En realidad, es el S-400 que Rusia ha tratado de vender a Arabia Saudita, sin éxito hasta ahora. También ha ofrecido los misiles a Catar. Ni el S-300 ni el S-400 registran ningún uso real de combate. Teóricamente, y como se ve en los ejercicios, son armas poderosas. Pero ni siquiera el sirio Bashar Al-Assad, que ha tenido algunas oportunidades de usar los S-300 que recibió de Rusia el año pasado, lo ha hecho.

El sentido de adquirir estos sistemas no apunta tanto a derribar aviones y misiles enemigos, sino a ofrecer el apoyo de Rusia en caso de crisis. Para eso, Erdogan, cuyo país es miembro de la Organización del Tratado del Atlántico Norte, ha estado dispuesto a vivir con la amenaza de las sanciones estadounidenses e incluso a perder el acceso a los aviones de combate F-35 fabricados en EE.UU.

El intento de Rusia de reemplazar a EE.UU. como el solucionador de problemas en Medio Oriente se basa en el éxito de su intervención de bajo costo, pero altamente efectiva en Siria, donde la fuerza aérea rusa y mercenarios han ayudado a impulsar a las fuerzas de Assad a la victoria en una sangrienta guerra civil. La incursión de Putin en Siria se entiende, en parte, como una demostración de ventas a los regímenes del Medio Oriente: Rusia, si se le solicita, intervendrá del lado del gobernante titular en aras de la estabilidad, y lo hará rápidamente y sin condiciones políticas.

Estados Unidos no ofrece ninguna de estas ventajas.

El presidente Donald Trump es, en el fondo, un aislacionista que no está dispuesto a enviar tropas estadounidenses al extranjero, y su instinto hasta ahora se ha inclinado por retirarse de los países del Medio Oriente en lugar de iniciar nuevas guerras. El terreno actual de los aspirantes presidenciales demócratas es casi uniformemente pacifista: la mayoría de los candidatos apoyan una retirada rápida de Afganistán y todos quieren terminar con el apoyo de Estados Unidos a la intervención de Arabia Saudita en Yemen. La sociedad estadounidense está cansada de aventuras militares en el extranjero. La ventaja de Rusia en este asunto es que a Putin no le importa lo que piense el ciudadano cuando siente que intervenir militarmente en algún lugar lejano es para el beneficio de Rusia. Además, utiliza compañías militares privadas cercanas al Kremlin para proporcionar un manto de negación.

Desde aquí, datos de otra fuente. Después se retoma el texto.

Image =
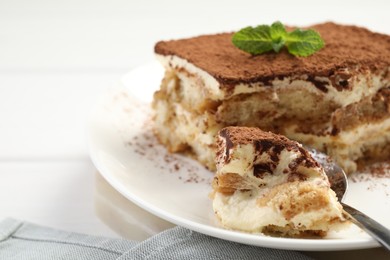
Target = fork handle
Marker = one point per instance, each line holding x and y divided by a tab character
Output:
373	228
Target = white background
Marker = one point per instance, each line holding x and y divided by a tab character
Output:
57	56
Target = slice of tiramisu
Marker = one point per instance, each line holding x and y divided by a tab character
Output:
268	183
336	100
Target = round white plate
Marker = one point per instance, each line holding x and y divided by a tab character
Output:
176	188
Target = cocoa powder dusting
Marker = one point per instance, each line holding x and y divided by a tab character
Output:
346	47
146	146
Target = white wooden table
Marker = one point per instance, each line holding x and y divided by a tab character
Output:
56	57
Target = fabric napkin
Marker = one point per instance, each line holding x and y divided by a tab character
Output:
21	240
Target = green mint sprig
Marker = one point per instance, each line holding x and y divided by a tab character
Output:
264	38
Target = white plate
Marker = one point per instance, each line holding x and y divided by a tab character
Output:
176	188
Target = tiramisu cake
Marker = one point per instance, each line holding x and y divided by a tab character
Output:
268	183
336	100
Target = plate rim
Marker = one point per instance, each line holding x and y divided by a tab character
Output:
225	234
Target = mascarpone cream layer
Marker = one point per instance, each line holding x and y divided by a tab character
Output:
363	85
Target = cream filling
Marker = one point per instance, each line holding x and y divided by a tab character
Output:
363	85
241	211
242	161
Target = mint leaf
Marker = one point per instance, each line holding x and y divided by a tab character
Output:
255	40
304	42
263	38
278	35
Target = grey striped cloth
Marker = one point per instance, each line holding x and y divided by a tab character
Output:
21	240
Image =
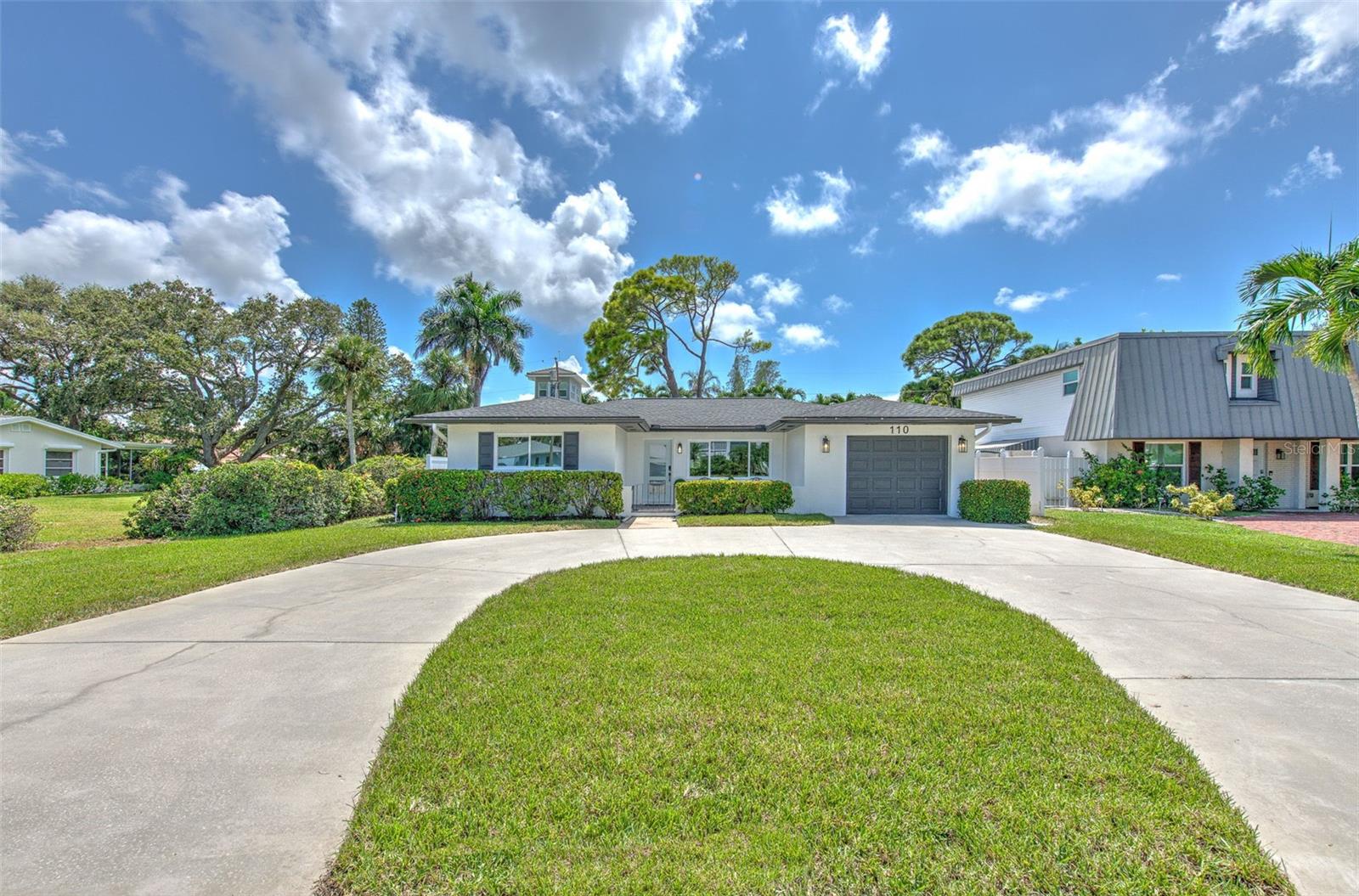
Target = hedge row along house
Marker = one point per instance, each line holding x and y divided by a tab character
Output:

Putin también se preocupa de no tratar de decirle a sus aliados situacionales —o tal vez "clientes", actuales y potenciales, es una mejor palabra— cómo manejar sus países. Assad puede estar hasta los codos con sangre, pero él es el gobernante "legítimo"; el príncipe heredero de Arabia Saudita, Mohammed bin Salman, puede ser responsable del asesinato del periodista Jamal Khashoggi, pero Putin se ha esforzado por actuar de manera amigable con el príncipe cuando otros lo rechazaron. La ayuda estadounidense a menudo viene con consejos paternalistas y, a veces, incluso con apoyo directo para el cambio de régimen. Putin defiende el derecho de los mandatarios en ejercicio a actuar de acuerdo con lo que ven como sus tradiciones, de ahí las diversas referencias al Corán que hizo en Ankara.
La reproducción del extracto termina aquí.